In February, when the president made the surprise announcement that he planned to make an official visit to Cuba, the first sitting president to do so since Calvin Coolidge, Havana was in shock. No one could believe that the visit was happening, and everyone wanted to talk about what it signified.
And I, as an American college student spending a semester abroad in Cuba, at the University of Havana, was a natural person to ask.
The normally silent and stern taxi drivers in their 1950s cars suddenly were eager to discuss everything concerning Mr. Obama and United States-Cuban relations “What do you think of the embargo?” “How should we deal with Guantánamo?” “Socialism verses capitalism?” “What do you think?”
This city itself was going through a rapid transformation that was impossible to miss.
Within days of the announcement, scaffolding appeared across the city, climbing up almost every major building to assist workers repainting. Sidewalks, previously crumbling, were suddenly being efficiently resurfaced. In short, Havana was being Obama-fied.
The landscape was not the only thing changing. Although debates over capitalism versus socialism occur on a daily basis between ourselves and the Cuban students, our casual discussions became more intense with Mr. Obama’s visit approaching.
“How do you pay for college if it is not free?” a Cuban student would inquire, shocked to learn of the student debt many of us were incurring for a higher education.
“What about health care?” another would ask, explaining that Cubans pay only for medications.
On the day of his actual visit, hearing my national anthem blasting across one of the most significant revolutionary places in Cuba solicited a strange feeling of overwhelming pride in my country, and complete disbelief that this was actually happening in the one I was visiting. As my professor sat staring at the television screen in her own astonishment, I looked around at my handful of American peers, and we knew what we had to do.

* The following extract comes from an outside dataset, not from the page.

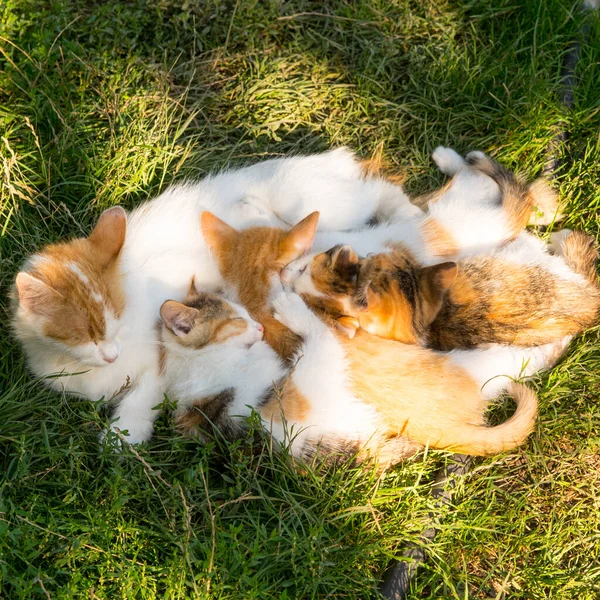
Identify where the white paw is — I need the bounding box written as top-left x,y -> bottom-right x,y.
431,146 -> 465,177
272,291 -> 316,334
548,229 -> 573,256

We decided to Obama chase.
We ran to the main street, caught a taxi speeding by us and piled in. The driver immediately knew what we wanted.
As was expected, after trying three different routes, we got nowhere close to the president, though we did get a brief glimpse of the tail end of his motorcade in Old Havana, the shiny black modern cars a sharp contrast to the vintage vehicles that typically travel the city roads.
Finally defeated, we retreated to the house we are staying in to watch his news conference with President Raúl Castro on our own fuzzy TV. We were riveted, as were the Cubans working in the house.
Although Mr. Obama’s speech was dubbed into very fast Spanish and ended with an incredibly awkward handshake between him and Mr. Castro, we felt pretty content with what we had seen. But many of our Cuban friends wanted more.
Bryan Campbell Romero, a 20-year-old studying philosophy, attended Mr. Obama’s speech Tuesday to the Cuban people. Before, he said, he was “scared Obama’s visit, like that of Jimmy Carter or Pope Francis, was going to be too friendly and legitimize the Cuban government.” In the end, he said he was happy to see Mr. Obama use words like “democracy” and “human rights.”
In Cuba, he told me: “people are scared of those words. We are taught from a young age that there is one way to run a country. Obama made it clear that there is another option.”
It wasn’t all positive feedback. Some American and Cuban students thought it was hypocritical of Mr. Obama to speak of democracy and human rights when the United States has so many of its own issues.
Yet, the biggest takeaway for Cubans was relief that these conversations were finally happening. Cuba was being brought back onto the world stage, and they felt more than ready to be there.
Waking up Wednesday, knowing Mr. Obama had left, I still felt happy. Not only was I pumped that my morning commute would no longer take triple the time because of cleanup construction and presidential motorcades, but I also believed that the impact of this visit was just beginning.